It’s written in the biggest letters of all the tiny signs around my writing station: HAVE FUN. Because I know it’s the most important message to myself. If the writing isn’t fun, it’s harder.
The easiest writing is when your heart of hearts is bouncing with glee, the story is pouring out of your fingers faster than they can type, because the fingers are connected to your brain, but the real feeling is in your heart — your chest is busting with energy from the amazing story coming out.
That feeling isn’t there when the writing is a chore, when you have to do it, when you’re wringing the words out because it’s an obligation. The feeling is slightly there when you’re following a plan, when you know the story and you’re sticking to it because it’s a story worth sharing even if it has now escaped from the secret place where stories are made.
But oh, when the writing is coming directly from the secret place where stories are made, that is where the fun is. I wish I could be in that secret place more often than I am, because the tiny sign with the biggest letters is right: It’s FUN. And when I’m having fun, magic is happening.
Stories come out of that fun place, but then the wearing-down begins. The urge to rewrite, the editing, the preparation for publication, the second-guessing … Most stories that escape the secret place don’t hold the magic long enough to be properly shared. “Oh, that’s nice,” the world says at the finished final product, which no longer retains the “OMG THIS IS GREAT! THIS IS FUN!” that accompanied its birth, because too much has happened since the magic first escaped. Friction from the real world of process has burned and scraped it down.
Sometimes, in the very best cases, the magic is preserved in amber. Those are the stories we cherish, the stories we tell our friends and loved ones about, the stories we aspire to write when we sit down hoping to have fun.

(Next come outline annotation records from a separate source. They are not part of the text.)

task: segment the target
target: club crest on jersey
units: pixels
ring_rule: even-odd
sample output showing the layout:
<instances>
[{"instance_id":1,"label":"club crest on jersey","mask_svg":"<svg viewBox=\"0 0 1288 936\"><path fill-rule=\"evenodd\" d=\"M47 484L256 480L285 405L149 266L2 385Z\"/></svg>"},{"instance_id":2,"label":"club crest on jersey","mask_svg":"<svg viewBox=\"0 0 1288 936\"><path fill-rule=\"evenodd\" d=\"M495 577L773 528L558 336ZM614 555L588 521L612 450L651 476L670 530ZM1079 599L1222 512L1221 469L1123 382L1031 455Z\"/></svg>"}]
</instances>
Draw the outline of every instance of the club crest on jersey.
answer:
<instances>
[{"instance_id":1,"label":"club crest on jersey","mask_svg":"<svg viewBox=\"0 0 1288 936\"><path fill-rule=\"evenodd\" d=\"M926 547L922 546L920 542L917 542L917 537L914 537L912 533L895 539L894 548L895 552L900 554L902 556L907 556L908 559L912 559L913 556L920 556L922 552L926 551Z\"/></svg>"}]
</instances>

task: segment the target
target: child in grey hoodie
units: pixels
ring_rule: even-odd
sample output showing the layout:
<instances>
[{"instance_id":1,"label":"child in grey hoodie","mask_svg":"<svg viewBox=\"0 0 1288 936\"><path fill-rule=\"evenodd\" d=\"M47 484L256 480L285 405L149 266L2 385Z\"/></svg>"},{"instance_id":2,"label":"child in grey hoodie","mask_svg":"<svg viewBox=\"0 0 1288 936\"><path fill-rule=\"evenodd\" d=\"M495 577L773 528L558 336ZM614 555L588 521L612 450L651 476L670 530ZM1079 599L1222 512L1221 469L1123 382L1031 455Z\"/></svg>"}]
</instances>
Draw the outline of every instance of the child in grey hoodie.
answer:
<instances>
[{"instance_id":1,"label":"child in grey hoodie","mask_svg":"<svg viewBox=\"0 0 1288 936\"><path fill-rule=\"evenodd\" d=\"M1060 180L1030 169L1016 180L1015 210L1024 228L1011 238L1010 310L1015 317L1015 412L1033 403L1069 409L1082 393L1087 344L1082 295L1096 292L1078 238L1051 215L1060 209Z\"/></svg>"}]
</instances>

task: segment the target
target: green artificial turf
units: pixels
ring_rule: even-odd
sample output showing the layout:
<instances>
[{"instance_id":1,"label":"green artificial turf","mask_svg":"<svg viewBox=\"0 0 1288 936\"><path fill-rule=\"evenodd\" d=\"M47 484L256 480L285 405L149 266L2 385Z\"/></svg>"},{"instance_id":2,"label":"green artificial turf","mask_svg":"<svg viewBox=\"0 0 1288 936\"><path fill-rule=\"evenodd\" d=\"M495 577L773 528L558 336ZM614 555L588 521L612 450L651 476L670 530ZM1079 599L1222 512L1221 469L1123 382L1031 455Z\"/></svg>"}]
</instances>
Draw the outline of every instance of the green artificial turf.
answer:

Often self-consciousness undermines us before we can start. “OK, I am sitting down to have fun creating a story now. Ready, set, go, OK, I’m creating now,” and it keeps us from having fun. Once in a while, though, it happens. I smile as I write, I laugh at the escapades unfolding unbidden from the secret place. I look up at the little sign that says, “HAVE FUN,” and reply, “Why yes, I’m having some right now, thanks for the suggestion.”
The first rule of writing is an important key: “You must write.” If the magic only escapes a certain percentage of the time you are writing, then the more you write, the greater the amount of magic that escapes. The author who said “90% of everything is crap” may be overstating the case, but if mostly accurate, it means you must write 10 pages to attain one page that isn’t crap, and to achieve 10 good pages you must write 100, and so on, und so wieder, et cetera.
But it seems to me that the more I write, the more I make it a routine and not something I do when the time is right and the mood hits me, the better the percentage of stuff that is not crap. And the more I write, the more fun I have.
I aim to have as much fun as I can, because life is such a precious gift that it makes more sense to enjoy it. Sounds selfish, I know. But I’m OK with trying to enjoy my life, because I’m more useful to you if I’m having fun, if for no other reason than I’m not moping and bringing down your mood — and maybe you’ll have fun seeing me have fun, and the world will be a better place for both of us.